DR Maarten Van Helden, a French scientist assisting the South Research and Development Institute (SARDI), has been working to understand the exact Russian wheat aphid biotype that exists in Australia. He is also involved in figuring out the species of plant that can be used to counter or combat the pest. “There are different types of plants that are being used to fight against this pest in other parts of the world. What we are doing is collecting varieties of barley and wheat that have resistant genes.” Dr Van Helden said. He said that they are zeroing in on the varieties that are resistant to the type of aphid that is here in Australia.

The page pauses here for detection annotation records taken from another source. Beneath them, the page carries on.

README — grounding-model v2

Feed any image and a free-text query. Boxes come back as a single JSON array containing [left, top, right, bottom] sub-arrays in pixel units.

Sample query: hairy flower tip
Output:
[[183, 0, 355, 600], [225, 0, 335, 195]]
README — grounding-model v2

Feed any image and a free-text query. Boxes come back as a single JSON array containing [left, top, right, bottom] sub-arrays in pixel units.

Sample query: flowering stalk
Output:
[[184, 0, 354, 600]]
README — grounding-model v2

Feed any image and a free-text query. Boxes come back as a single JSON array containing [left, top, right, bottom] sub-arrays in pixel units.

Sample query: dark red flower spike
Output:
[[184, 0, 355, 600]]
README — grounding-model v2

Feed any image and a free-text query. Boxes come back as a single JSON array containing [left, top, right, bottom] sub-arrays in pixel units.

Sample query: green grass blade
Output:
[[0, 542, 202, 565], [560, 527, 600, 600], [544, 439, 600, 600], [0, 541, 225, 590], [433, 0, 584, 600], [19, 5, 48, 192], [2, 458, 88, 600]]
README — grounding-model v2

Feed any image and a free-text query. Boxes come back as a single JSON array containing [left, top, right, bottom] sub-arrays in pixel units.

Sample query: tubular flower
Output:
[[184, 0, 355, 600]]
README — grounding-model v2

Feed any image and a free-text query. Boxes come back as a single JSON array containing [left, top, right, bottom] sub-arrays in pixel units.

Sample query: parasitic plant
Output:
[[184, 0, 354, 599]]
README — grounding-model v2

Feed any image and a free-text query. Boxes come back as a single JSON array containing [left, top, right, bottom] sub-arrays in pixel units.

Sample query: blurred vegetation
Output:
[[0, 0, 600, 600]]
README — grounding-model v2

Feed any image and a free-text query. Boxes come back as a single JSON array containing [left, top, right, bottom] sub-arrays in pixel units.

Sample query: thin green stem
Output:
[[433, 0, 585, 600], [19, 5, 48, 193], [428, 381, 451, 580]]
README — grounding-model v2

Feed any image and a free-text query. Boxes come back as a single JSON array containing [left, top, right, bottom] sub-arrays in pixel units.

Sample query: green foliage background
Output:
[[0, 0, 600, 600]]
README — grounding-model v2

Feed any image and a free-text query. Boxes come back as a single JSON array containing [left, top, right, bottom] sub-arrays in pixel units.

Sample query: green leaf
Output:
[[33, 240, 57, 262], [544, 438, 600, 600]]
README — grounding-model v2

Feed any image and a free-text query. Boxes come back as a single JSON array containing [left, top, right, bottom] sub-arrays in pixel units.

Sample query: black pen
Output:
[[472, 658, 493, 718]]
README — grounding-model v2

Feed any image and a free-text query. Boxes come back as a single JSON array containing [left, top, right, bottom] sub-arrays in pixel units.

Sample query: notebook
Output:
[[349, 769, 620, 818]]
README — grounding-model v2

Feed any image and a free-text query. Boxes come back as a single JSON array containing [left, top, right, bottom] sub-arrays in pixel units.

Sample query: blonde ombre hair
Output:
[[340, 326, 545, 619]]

The good news to farmers, and the entire industry, is that the aphid type in Australia is not one of the aggressive types according to Dr Van Helden. What the farmers need to look out for is the seasonal changes and their impact on the pest. With the coming of a wet summer, it will provide perfect conditions for the pest to breed and to survive through the sowing into autumn. But according to Dr Van Helden, nature has a way of controlling this pest. For instance, he notes that the population of aphids in autumn and beginning of winter was eradicated by rains, while the fungi that came in wiped out the last few. But this doesn’t mean that the pest is completely eradicated.
According to Greg Baker, a SARDI Principal Entomologist, scientists are still struggling with questions about how the aphid would behave in a drier season. This is one of the key questions that needs to be answered to understand the aphid better. ”Because of the varying weather last year, we were unable to study the pest’s behaviour in dry seasons,” Mr Baker said. But they all agree on the need to have the pest tackled by all means. If farmers are not provided with accurate information on how to control Russian wheat aphid, the impact on the economy will definitely be devastating.